I have a low tech low light tank with no water changes. literally just a bucket of water. plants can do alright in it if you leave it long enough. It does exist in nature in the form of lakes and ponds which have no more tributaries and rely on rain. Those water bodies have no flow either only wind.

but water is dense and h2o molecules make it hard for molecules to disperse. especially near the substrate and around plants. that's why the water separates into layers with different characteristics.


----------



## chun55555 (Jun 24, 2016)

Well I do agree the fish went in a little too early and earlier than I would of liked and the ick worsen the problem. I still suspect fish would of been fine if no ick since the shrimp are fine. But I would lose that argument b/c of this past experience. 

Well, continue on with the experiment with no changes to the underlying formula. will update in a few weeks.


----------



## OVT (Nov 29, 2011)

I think you have a pretty good chance of success. I personally would have erred on the side of more plants, at least to start with, especially floaters.

Otherwise, I have made some pretty one-sided remarks before on a similar set-up some years ago. What got me thinking was the reply from that OP: "don't knock it before you try it". So I did. And now I have a couple of tanks with no filters, no heaters, and a WC once in a blue moon, top-offs only. My journals on those tanks are still somewhere on TPT.

Have fun and please keep this updated.


----------



## Karackle (Dec 11, 2007)

So I know there are a lot of opinions on this, but I do think it's possible to have a low maintenance tank. Personally I have found that going low light / low tech is the best way to accomplish that. My 30g and even my 5g require VERY little maintenance. I top off the water when it gets low from evaporation and I do a 25-30% water change once or twice a year. I have eco complete substrate in my 30g and river gravel in my 5g. I have mostly heavy root feeders (crypts) and slow growing plants that prefer life attached to DW or rocks (anubias, java fern, bolbitis). I never had luck with stems in my setups, but that doesn't mean it isn't doable. I add fresh root tabs when the crypts let me know it's time (the leaves look yellow). I have 2 almost 9 year old amano shrimp and a similar aged black neon tetra along with an oto that lived about 6 or 7 years and some pencilfish that are a few years old at this point. So I know it's a healthy environment for the fish too and (some) shrimp too (I say some because I can't seem to keep RCS alive). I have never done a stagnant tank, though I know plenty of folks do nano jars with no filtration or water circulation so I can see it being possible to scale that up, though it may be difficult especially to provide enough oxygen for the fish. Personally I use a little in tank filter in the 5g and powerhead driven sponge filtration in the 30g. There is also a small internal filter in the 30g but that's more there to make sure I have extra cycled filter media if I ever need to set up an emergency hospital / QT tank or want to jump start the cycle on a new tank. I also have airstones of some kind in all of my tanks to help with circulation and surface agitation and it does seem to help the plants (I have had air pumps stop working without my notice and I don't notice until the plants start looking bad, so for whatever reason, a simple air stone seems to help the plants, and many fish love to play in the bubbles which is always fun to watch. Anyway, the point is, super low maintenance tanks are definitely doable. 

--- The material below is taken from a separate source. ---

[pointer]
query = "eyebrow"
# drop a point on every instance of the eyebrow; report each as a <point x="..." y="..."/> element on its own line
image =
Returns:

That all being said, my tanks were not (almost) no maintenance from the day they were set up. I had to do water changes until the cycle was well established. I have no idea if it will take more or less time to cycle a tank with no flow though, so it might be a good idea to keep an eye on your ammonia and nitrite levels and do water changes if they get high as it is not really great for anything in the tank as far as I understand it. I know you weren't looking for advice just journaling your experience, and I m curious how it progresses, but as you are looking for a low-no maintenance tank I figured I would chime in that i am interested in your experiment (though, I would request you wait to add fish again until the tank is cycled) and give you my 2 cents regarding what has worked for me in terms of looooowwww maintenance tanks  Good luck!


----------



## Mchlgriffith (Jul 11, 2016)

I'm very interested to see how this goes, it could be a sweet shrimp tank if it works out I'll give it a go with a 5 gallon tank I have laying around


----------



## Mike16T (Jun 13, 2016)

Nice tank! ^_^

What kind of legs on the fixture? I have Current USA fixture also and would love to use those kind of legs. 

--Mike


----------



## AWolf (Jun 13, 2014)

This is good stuff. Change it up!  I like it, but then again, I actually did it....without the soil as I stated earlier. It's the dry start method without the 'dry'. :wink2:
Keep up with those large water changes, and my bet is you will have continued success.

The plants will tell you what they need that doesn't come with the tap water or soil. You just have to be watchful.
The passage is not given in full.